AI FDA ISO Compliance Monitoring Agent

How Cassidy automates audit trail review and compliance workflows using AI

Step 1: Trigger on compliance event or scheduled review

The Workflow activates when a new audit trail entry, deviation, or environmental excursion is detected—or on a scheduled cadence for periodic compliance reviews.

Step 2: Aggregate and normalize audit data

Cassidy connects to your MES, LIMS, eBR, historians, and document control systems to pull relevant records, normalizing data with full provenance (who, what, when, where) into a tamper-evident format.

Step 3: Evaluate ALCOA+ and Part 11/Annex 11 controls

The Agent checks each record against ALCOA+ data integrity principles and Part 11/Annex 11 requirements—detecting backdating, SoD conflicts, incomplete metadata, and unauthorized changes.

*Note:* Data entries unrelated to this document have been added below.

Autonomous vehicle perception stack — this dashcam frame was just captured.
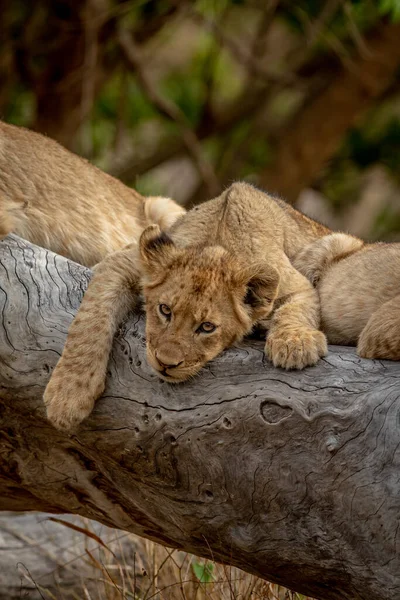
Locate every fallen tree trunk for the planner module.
[0,236,400,600]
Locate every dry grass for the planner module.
[21,519,311,600]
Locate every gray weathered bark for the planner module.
[0,237,400,600]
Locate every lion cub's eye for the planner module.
[197,321,217,333]
[158,304,172,319]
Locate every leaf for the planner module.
[192,561,214,583]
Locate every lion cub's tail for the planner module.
[144,196,186,230]
[0,194,14,240]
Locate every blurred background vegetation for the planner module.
[0,0,400,239]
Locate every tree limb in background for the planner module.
[260,22,400,202]
[118,30,220,196]
[0,236,400,600]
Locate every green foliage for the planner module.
[379,0,400,21]
[192,561,215,583]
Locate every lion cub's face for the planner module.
[140,226,278,383]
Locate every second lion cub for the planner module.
[294,233,400,360]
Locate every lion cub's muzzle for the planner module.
[148,342,186,381]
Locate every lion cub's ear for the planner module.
[244,265,279,321]
[139,225,176,271]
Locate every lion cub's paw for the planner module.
[43,359,103,431]
[265,327,328,369]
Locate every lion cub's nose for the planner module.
[156,351,183,369]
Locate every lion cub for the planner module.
[294,233,400,360]
[44,183,330,429]
[0,122,185,266]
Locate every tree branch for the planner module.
[118,30,220,196]
[0,236,400,600]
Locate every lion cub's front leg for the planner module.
[44,245,139,430]
[265,257,328,369]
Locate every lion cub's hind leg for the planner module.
[293,233,364,285]
[357,295,400,360]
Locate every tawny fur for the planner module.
[0,122,185,266]
[45,183,330,429]
[294,233,400,360]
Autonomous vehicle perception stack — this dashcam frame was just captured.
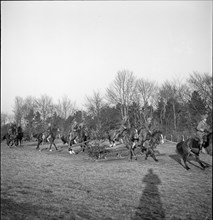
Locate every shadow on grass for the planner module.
[132,169,165,220]
[169,154,212,170]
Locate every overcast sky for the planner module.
[1,1,212,113]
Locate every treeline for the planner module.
[1,70,212,143]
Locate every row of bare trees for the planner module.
[1,70,212,142]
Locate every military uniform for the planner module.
[196,115,209,146]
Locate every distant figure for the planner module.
[142,117,152,147]
[47,123,53,142]
[196,114,209,148]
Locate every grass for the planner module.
[1,142,212,220]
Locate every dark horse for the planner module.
[176,132,212,170]
[14,131,24,146]
[2,131,24,147]
[34,128,59,151]
[68,127,90,154]
[107,126,127,147]
[122,129,164,161]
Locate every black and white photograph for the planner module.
[1,0,213,220]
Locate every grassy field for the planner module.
[1,142,212,220]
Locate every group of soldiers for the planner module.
[8,123,22,135]
[8,111,210,150]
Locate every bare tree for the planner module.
[1,112,8,126]
[13,96,24,124]
[135,79,158,121]
[106,70,136,119]
[56,95,76,119]
[188,72,213,111]
[35,94,54,121]
[85,92,104,130]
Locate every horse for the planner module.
[2,131,24,147]
[14,131,24,146]
[107,126,127,147]
[176,132,212,170]
[68,127,90,154]
[2,132,15,147]
[125,129,164,162]
[34,128,59,151]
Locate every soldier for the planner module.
[196,114,209,148]
[47,123,52,142]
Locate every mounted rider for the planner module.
[142,117,152,144]
[47,123,53,142]
[196,114,210,149]
[113,115,129,143]
[70,119,79,144]
[8,123,17,135]
[16,124,23,134]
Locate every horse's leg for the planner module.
[150,149,158,162]
[195,155,206,169]
[183,155,190,170]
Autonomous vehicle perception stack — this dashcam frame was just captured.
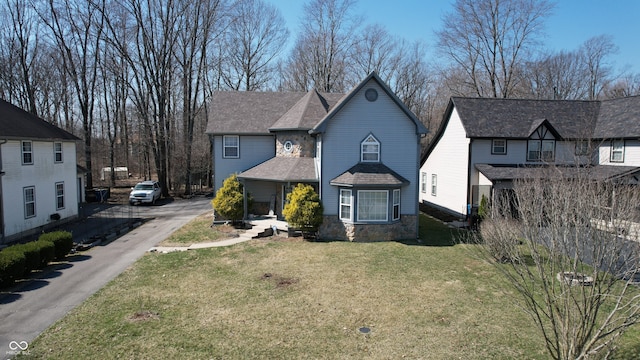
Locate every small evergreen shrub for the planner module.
[282,184,323,232]
[0,248,26,285]
[38,231,73,260]
[9,241,42,276]
[35,240,56,268]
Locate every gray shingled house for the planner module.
[420,96,640,217]
[0,100,84,244]
[207,73,427,241]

Step 4: Triage and classify findings

Cassidy categorizes detected issues as deviations, nonconformances, or incidents, assigns risk scores, and routes them to the appropriate QA reviewers with linked evidence.

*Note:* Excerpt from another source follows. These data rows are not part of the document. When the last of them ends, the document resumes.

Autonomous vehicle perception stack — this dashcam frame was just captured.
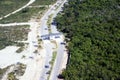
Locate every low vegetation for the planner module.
[0,0,29,17]
[0,26,29,49]
[56,0,120,80]
[31,0,57,6]
[0,7,46,23]
[0,67,9,80]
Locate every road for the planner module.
[50,42,65,80]
[40,0,67,80]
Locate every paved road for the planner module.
[50,42,65,80]
[40,41,53,80]
[0,0,35,20]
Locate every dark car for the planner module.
[60,42,65,45]
[45,65,49,68]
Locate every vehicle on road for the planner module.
[60,42,65,45]
[45,65,49,68]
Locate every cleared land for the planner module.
[0,26,29,49]
[0,7,46,23]
[32,0,57,6]
[0,0,29,17]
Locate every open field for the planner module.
[0,0,29,17]
[0,7,46,23]
[0,26,29,49]
[32,0,57,6]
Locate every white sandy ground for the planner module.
[0,0,35,20]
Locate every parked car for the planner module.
[45,65,49,68]
[60,42,65,45]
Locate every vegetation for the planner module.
[0,66,9,80]
[32,0,57,6]
[56,0,120,80]
[0,0,29,17]
[0,26,29,49]
[0,7,46,23]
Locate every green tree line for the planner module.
[55,0,120,80]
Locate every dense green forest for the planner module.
[56,0,120,80]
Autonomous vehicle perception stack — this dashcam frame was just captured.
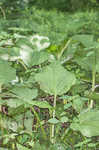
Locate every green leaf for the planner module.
[29,101,52,109]
[48,118,60,124]
[60,116,68,123]
[17,144,30,150]
[11,86,38,101]
[72,34,93,47]
[35,61,76,95]
[29,51,49,67]
[71,110,99,137]
[0,60,16,84]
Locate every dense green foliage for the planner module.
[0,0,99,150]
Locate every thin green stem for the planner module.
[57,39,71,59]
[32,107,47,140]
[90,69,96,108]
[0,6,6,19]
[51,94,56,144]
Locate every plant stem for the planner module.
[0,6,6,19]
[32,107,47,140]
[57,39,71,59]
[90,69,96,108]
[51,94,56,144]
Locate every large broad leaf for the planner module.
[11,86,38,101]
[35,61,76,95]
[72,34,93,47]
[71,111,99,137]
[29,51,49,67]
[0,60,16,84]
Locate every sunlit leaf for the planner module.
[35,61,76,95]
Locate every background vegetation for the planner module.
[0,0,99,150]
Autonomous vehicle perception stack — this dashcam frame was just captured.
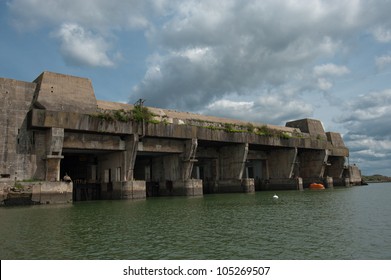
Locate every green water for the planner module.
[0,184,391,259]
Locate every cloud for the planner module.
[335,89,391,174]
[314,63,350,76]
[375,55,391,70]
[373,26,391,43]
[8,0,155,32]
[55,24,114,67]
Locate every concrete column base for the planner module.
[214,178,255,193]
[242,178,255,193]
[264,177,303,190]
[118,180,147,199]
[30,182,73,204]
[325,176,334,188]
[171,179,203,196]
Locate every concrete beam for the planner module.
[182,138,198,181]
[124,134,139,181]
[267,148,298,179]
[63,131,125,151]
[219,143,248,180]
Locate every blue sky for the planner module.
[0,0,391,176]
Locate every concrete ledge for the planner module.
[30,182,73,204]
[262,178,303,191]
[214,178,255,193]
[118,181,147,199]
[0,181,73,205]
[170,179,203,196]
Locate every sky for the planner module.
[0,0,391,176]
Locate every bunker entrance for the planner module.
[60,152,101,201]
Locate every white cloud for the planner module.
[373,26,391,43]
[314,63,350,76]
[375,55,391,69]
[318,78,333,91]
[55,24,114,67]
[8,0,155,32]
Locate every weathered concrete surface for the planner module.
[31,182,73,204]
[213,178,255,193]
[0,78,36,180]
[0,181,73,205]
[34,72,97,114]
[0,72,361,199]
[120,181,147,199]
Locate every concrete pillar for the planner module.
[124,134,139,181]
[324,156,345,186]
[268,148,298,179]
[182,138,198,180]
[299,149,329,187]
[220,143,248,180]
[45,127,64,181]
[214,143,255,193]
[266,148,303,190]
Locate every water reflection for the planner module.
[0,184,391,259]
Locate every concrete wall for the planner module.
[267,149,299,179]
[0,78,36,180]
[0,181,73,205]
[34,72,97,114]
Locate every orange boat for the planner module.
[310,183,325,190]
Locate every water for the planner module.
[0,183,391,260]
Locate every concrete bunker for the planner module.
[0,72,361,203]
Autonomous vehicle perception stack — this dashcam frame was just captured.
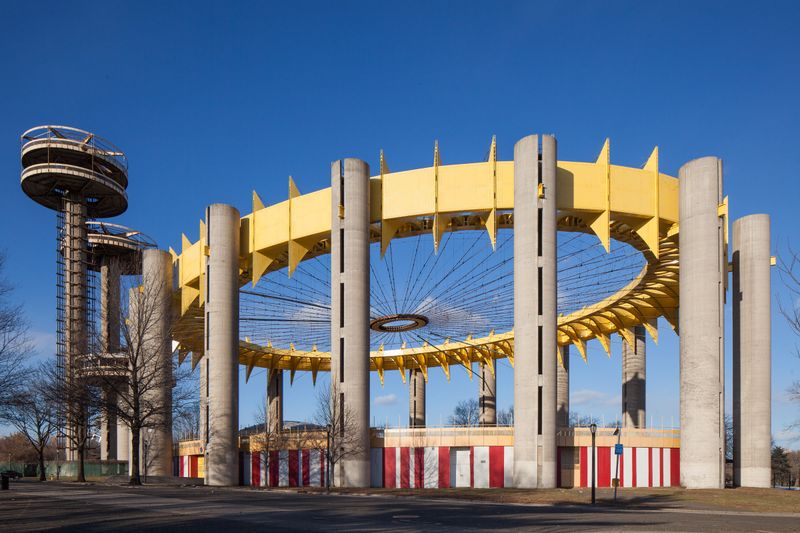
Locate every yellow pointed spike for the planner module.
[253,191,264,213]
[289,176,300,198]
[380,150,389,177]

Step 5: Orchestrate investigation and CAPA

For flagged events, the Workflow guides investigators through root cause analysis (5-Whys, Ishikawa), FMEA risk assessment, and CAPA plan generation—assigning owners, due dates, and effectiveness checks.

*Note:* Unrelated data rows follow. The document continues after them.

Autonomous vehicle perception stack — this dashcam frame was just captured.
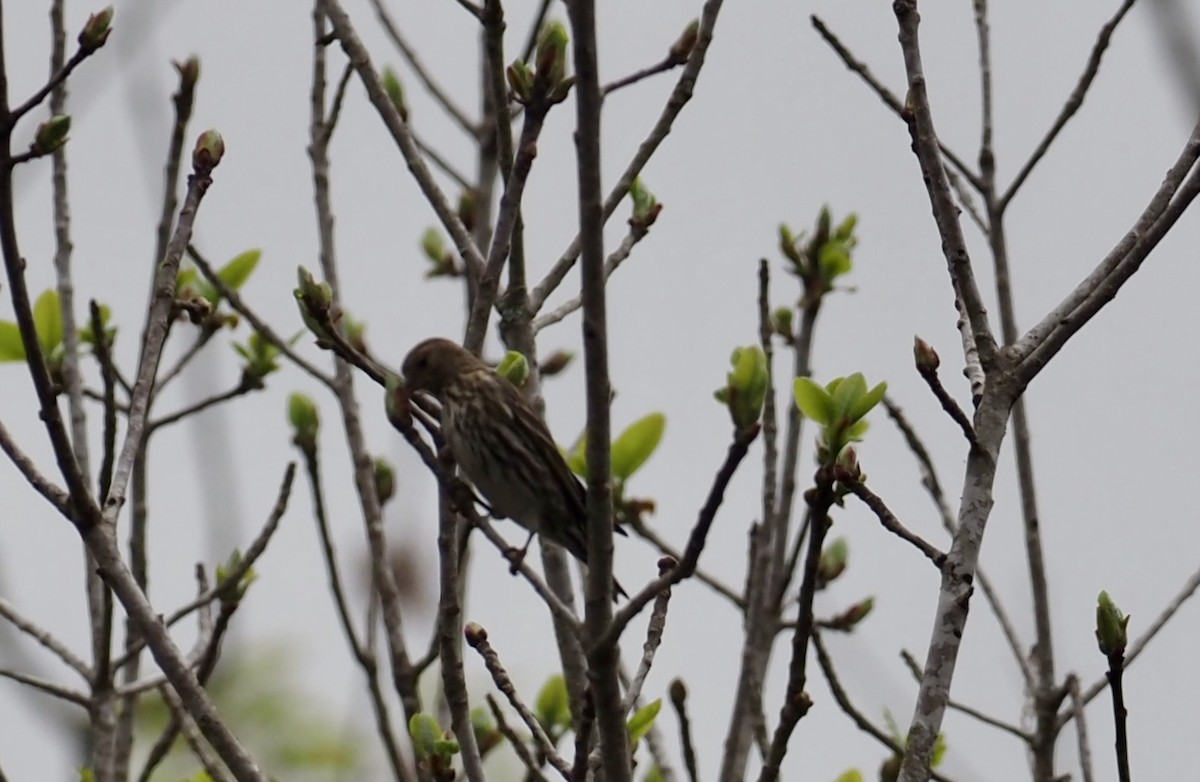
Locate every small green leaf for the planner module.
[1096,591,1129,657]
[382,65,408,121]
[929,733,946,769]
[833,372,866,423]
[625,698,662,744]
[217,249,263,296]
[0,320,25,362]
[534,674,571,732]
[612,413,667,481]
[408,711,445,760]
[848,383,888,421]
[34,290,62,356]
[433,739,458,758]
[496,350,529,387]
[792,378,834,426]
[642,764,666,782]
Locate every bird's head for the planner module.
[401,337,482,398]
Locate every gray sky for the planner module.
[0,0,1200,782]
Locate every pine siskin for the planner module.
[402,337,625,595]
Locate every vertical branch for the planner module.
[49,0,118,781]
[437,472,484,782]
[974,0,1061,767]
[568,0,632,782]
[308,0,424,718]
[758,479,835,782]
[892,0,996,371]
[0,6,95,527]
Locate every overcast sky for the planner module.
[0,0,1200,782]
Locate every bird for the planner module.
[401,337,628,597]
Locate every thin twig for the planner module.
[529,0,724,314]
[668,679,700,782]
[844,482,946,570]
[146,375,263,432]
[5,36,97,130]
[809,14,983,191]
[812,630,949,782]
[104,146,223,522]
[593,426,760,645]
[0,422,71,518]
[464,622,571,782]
[600,55,686,97]
[187,245,334,389]
[1067,674,1094,782]
[113,462,296,669]
[88,299,116,503]
[0,597,91,680]
[298,443,412,782]
[484,693,546,782]
[620,558,676,714]
[893,0,997,369]
[318,0,485,278]
[1106,651,1132,782]
[0,668,91,709]
[1058,561,1200,728]
[533,225,649,333]
[626,516,745,610]
[1010,121,1200,384]
[883,397,1033,687]
[758,477,835,782]
[900,649,1034,745]
[370,0,479,138]
[998,0,1136,211]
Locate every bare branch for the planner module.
[529,0,724,314]
[104,145,224,523]
[845,483,946,570]
[371,0,479,138]
[485,693,546,782]
[466,622,572,782]
[998,0,1136,211]
[0,668,91,709]
[809,14,983,192]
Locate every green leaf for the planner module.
[433,739,458,757]
[792,378,834,426]
[534,674,571,732]
[34,290,62,356]
[625,698,662,744]
[612,413,667,481]
[408,711,445,760]
[496,350,529,387]
[929,733,946,769]
[883,709,905,746]
[217,249,263,296]
[0,320,25,362]
[642,764,666,782]
[833,372,866,423]
[820,241,852,282]
[850,383,888,421]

Step 6: Human-in-the-Loop approval

Quality reviewers receive structured cases with all supporting documentation, approve or request changes via e-signature, and attest to audit trail reviews per your SOPs.

Step 7: Generate inspection-ready evidence

Cassidy compiles audit trail exports, deviation/CAPA dossiers, validation artifacts, and training records into inspection-ready packages that preserve content and meaning.